【完】溺れるほどに愛してあげる
「カップルさんですか〜?
カチューシャめっちゃお似合いです!」
チュロスを売ってるクルーのお姉さんが話しかけてくれて、無視することもできず立ち止まる。
こんなの…初めての経験であたしは口ごもってしまって。
それでもそんなあたしの隣で金田は嬉しそうに
「そうなんです」
ってあたしの肩を抱きながら言った。
ね?って顔を覗かれて、コクリと頷くことしかできなかった。
だって、近い!近いんだもん!
目の前のクルーさんはニマニマと笑っているし…恥ずかしいのなんのって…
「食べようよ」
恥ずかしい…それだけで頭がいっぱいで、金田の言葉にすぐに反応できなかった。
「え?」
頭が働くようになったのは、あたしの手が引っ張られたから。
ただの反射的に。
「俺チョコ」
相変わらずの乙女舌。
あたしは定番のシナモンを頼む。
「どうぞ〜」
あたしはシナモン、金田はチョコを手渡されて一口食べる。
サクッという軽い食感と甘いシナモンの香りが口いっぱいに広がる。
美味しい〜!
そう思ったのはあたしだけじゃないようで、隣を歩く金田も嬉しそうに顔をほころばせていた。
「美味しい?」
そんな彼を見つめていると、金田もこっちを向いていて否応なしに目が合う。
「うん、美味しいよ!」
「食べていい?」
「えっ、う…うん!」
あたしが持つチュロスに向かって金田の顔が近付いてくる。
「…っ」
口に入れる瞬間にちらっとあたしの方を見てきた。
それで、自分が今どれだけ金田をガン見していたかに気付く。
慌ててパッと違うところに目線を逸らせると、チュロスから振動が伝わってくる。
もう一度チュロスに目線を戻すと一口分がなくなっていた。
「あー…美味しい」
「で、でしょ!?」
いつもと変わらないように声を出してみるけども、あたしの意識は金田が食べたあとのチュロスにしかいかなくて。

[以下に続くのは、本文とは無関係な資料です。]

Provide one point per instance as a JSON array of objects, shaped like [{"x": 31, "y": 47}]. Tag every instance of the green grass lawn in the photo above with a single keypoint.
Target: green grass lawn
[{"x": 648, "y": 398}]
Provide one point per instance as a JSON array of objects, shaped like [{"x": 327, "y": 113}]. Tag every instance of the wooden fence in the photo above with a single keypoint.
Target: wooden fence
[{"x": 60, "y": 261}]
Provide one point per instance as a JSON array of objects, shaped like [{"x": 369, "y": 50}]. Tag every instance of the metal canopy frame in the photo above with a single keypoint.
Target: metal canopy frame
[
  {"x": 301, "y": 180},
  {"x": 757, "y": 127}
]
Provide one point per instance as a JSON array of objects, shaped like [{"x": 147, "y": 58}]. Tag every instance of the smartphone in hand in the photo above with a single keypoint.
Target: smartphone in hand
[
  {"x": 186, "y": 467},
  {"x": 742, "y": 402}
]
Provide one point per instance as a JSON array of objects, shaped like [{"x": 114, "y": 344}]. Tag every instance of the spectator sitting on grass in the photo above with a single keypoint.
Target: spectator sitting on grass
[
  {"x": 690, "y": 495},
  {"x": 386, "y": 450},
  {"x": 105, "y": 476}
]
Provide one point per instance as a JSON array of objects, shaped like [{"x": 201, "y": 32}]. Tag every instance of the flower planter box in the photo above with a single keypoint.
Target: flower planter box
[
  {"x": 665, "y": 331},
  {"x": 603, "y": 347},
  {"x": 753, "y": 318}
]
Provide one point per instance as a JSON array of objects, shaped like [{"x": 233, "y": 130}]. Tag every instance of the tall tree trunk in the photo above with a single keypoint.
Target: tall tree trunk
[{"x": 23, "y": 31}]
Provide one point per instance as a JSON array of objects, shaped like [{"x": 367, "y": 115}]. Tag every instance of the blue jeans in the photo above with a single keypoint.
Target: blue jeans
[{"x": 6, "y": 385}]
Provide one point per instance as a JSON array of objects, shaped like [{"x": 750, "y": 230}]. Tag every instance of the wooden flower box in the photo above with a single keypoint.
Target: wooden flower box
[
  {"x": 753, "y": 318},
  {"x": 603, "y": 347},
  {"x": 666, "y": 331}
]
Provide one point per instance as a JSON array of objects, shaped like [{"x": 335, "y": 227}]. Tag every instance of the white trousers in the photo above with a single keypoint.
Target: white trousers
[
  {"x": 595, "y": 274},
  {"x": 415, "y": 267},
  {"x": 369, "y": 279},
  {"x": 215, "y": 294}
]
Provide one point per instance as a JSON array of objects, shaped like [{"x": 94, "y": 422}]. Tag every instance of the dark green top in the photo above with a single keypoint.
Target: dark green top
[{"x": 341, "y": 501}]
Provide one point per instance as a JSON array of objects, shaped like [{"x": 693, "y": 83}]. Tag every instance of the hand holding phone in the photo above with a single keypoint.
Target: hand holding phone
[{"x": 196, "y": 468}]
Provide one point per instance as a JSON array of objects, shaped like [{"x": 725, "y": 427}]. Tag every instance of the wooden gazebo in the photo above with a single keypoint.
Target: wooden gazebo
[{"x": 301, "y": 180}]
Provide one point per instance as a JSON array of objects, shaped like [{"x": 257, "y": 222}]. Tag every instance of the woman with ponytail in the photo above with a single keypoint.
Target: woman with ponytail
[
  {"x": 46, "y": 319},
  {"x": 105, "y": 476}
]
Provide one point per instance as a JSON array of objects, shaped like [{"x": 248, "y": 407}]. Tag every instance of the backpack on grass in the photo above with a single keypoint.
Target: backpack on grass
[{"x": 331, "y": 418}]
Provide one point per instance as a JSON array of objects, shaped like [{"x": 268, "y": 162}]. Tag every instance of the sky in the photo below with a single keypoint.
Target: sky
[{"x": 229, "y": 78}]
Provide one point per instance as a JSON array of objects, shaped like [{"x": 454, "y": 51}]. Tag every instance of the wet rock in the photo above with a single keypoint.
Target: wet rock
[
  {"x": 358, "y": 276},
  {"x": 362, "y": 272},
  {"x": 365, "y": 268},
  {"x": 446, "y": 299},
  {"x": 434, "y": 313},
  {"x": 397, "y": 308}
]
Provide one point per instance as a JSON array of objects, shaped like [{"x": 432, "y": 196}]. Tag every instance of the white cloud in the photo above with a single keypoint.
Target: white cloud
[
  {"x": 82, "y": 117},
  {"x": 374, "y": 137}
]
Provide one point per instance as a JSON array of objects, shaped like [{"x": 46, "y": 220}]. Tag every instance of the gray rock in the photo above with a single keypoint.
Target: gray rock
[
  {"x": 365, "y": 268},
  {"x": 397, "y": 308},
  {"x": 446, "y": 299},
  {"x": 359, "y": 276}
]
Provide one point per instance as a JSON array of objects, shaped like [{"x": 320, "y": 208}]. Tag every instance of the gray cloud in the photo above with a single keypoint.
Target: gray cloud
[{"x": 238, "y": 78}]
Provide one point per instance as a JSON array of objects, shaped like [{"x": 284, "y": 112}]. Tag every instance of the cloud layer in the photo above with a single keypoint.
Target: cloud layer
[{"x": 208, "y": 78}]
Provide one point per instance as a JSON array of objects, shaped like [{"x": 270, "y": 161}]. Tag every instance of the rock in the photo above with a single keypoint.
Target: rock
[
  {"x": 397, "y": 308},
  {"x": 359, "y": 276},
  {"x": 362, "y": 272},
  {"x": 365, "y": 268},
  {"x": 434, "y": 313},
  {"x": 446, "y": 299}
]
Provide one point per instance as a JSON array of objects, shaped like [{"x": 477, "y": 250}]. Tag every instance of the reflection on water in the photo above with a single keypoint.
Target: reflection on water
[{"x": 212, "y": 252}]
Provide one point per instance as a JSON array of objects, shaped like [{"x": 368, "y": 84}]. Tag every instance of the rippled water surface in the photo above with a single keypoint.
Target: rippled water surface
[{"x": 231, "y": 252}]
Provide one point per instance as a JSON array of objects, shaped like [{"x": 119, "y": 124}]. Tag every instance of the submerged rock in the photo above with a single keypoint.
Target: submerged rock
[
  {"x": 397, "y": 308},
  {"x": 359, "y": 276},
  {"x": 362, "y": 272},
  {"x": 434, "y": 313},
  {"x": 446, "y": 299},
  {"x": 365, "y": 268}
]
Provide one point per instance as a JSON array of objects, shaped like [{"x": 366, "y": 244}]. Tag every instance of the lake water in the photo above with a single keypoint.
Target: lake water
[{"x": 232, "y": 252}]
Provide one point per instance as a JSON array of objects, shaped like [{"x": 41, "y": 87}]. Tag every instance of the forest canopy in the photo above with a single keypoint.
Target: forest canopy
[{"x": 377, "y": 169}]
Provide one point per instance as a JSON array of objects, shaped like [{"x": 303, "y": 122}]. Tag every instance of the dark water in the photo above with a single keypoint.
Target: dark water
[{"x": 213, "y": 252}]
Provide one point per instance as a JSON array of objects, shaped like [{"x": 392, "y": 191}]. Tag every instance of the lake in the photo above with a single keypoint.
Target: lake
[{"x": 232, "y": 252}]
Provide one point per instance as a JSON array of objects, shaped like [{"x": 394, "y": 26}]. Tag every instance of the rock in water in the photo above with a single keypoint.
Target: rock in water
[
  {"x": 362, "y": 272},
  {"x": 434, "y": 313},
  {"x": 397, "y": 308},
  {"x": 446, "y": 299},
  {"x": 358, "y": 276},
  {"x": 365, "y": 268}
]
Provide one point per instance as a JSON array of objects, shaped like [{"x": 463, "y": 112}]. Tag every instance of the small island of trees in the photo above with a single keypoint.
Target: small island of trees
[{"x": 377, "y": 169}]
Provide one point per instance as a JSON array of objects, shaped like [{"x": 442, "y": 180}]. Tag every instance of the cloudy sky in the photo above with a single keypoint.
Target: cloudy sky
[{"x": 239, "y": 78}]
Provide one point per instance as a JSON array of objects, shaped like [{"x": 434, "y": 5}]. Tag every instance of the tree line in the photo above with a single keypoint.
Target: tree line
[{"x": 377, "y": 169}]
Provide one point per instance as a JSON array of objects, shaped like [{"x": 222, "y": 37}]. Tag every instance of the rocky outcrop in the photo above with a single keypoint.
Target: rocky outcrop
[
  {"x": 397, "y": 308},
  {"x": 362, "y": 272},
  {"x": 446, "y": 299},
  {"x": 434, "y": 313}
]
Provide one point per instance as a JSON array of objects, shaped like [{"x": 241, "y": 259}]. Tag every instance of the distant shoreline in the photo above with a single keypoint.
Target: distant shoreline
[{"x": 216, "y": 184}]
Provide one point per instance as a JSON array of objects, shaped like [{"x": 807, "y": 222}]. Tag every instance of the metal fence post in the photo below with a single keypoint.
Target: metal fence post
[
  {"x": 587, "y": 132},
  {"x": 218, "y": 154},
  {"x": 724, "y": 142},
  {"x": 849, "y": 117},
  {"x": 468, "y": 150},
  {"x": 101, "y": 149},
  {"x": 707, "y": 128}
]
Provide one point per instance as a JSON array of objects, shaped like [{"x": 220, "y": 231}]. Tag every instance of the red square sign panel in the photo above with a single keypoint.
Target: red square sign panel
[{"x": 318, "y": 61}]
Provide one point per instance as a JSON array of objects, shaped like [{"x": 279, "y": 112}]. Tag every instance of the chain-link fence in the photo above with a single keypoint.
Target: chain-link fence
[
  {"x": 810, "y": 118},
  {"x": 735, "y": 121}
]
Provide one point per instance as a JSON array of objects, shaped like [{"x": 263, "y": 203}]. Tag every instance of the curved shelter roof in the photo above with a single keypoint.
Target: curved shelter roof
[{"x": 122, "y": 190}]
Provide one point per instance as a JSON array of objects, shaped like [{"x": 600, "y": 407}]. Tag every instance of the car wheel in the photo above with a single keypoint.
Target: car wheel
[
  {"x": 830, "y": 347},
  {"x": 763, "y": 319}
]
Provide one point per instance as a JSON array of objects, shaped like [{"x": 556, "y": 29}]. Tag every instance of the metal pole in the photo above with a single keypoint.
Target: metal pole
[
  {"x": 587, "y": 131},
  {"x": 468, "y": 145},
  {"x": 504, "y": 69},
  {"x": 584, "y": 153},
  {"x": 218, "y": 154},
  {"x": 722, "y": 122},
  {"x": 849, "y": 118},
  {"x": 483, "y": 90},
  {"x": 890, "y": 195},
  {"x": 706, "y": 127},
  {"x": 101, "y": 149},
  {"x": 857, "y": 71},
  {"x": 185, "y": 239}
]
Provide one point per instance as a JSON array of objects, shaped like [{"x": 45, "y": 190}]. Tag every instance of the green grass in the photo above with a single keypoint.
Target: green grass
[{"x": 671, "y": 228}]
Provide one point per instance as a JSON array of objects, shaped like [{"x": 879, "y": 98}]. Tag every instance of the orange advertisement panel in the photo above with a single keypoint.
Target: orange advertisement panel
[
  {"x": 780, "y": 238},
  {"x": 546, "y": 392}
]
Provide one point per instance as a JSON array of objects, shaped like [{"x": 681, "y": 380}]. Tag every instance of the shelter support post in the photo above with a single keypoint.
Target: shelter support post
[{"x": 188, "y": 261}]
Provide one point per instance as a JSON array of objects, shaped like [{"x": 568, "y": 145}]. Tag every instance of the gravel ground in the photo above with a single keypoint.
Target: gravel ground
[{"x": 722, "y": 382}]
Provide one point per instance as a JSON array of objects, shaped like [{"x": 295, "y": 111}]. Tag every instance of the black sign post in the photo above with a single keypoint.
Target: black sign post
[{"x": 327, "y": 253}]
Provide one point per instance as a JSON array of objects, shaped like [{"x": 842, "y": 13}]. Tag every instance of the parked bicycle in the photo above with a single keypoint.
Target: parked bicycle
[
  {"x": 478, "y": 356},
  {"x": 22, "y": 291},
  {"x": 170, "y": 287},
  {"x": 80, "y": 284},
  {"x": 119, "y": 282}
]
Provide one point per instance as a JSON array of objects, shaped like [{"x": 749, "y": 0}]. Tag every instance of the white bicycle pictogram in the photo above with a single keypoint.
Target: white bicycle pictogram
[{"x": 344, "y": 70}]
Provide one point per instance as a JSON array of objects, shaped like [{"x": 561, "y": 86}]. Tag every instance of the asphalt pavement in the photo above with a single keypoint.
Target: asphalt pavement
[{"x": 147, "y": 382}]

何回か、キス……はしたのに、これは初めてで次の一口に緊張してしまい口を少し開けたまま固まってしまう。
「食べないの?」
「えっ…た、食べるよ?!」
そんなことを聞かれれば、そう答えるしかなく…
そんなことを言ってしまえば、緊張を越えて食べるしかなく…
目をつぶって勢いよく、金田が食べたあとのチュロスにかじりつく。
「ふっ…」
すると、隣で金田はこらえていた笑いが出てしまったかのように肩を震わせていた。
口の中にあるチュロスをきちんと飲み込んでから訊ねる。
「え、なに?」
「んー…いや、可愛いなって」
はっ?!
Pardon?
何て言った?
可愛いって…金田が可愛いって言った!?
「なに固まってんの」
「へっ、いやだって…」
「ほら、俺のもあげるから」
そう言って、金田のチョコ味チュロスを口に押し込まれる。
…うん、美味しい。
って、そうじゃないんだけど!
反論したいあたしを止めたのは、やっぱり貴方のその表情。
嬉しそうな、幸せそうな…そんな穏やかな優しい笑顔をあたしに向けるから…
なんでもいいやって思えてしまうんだ。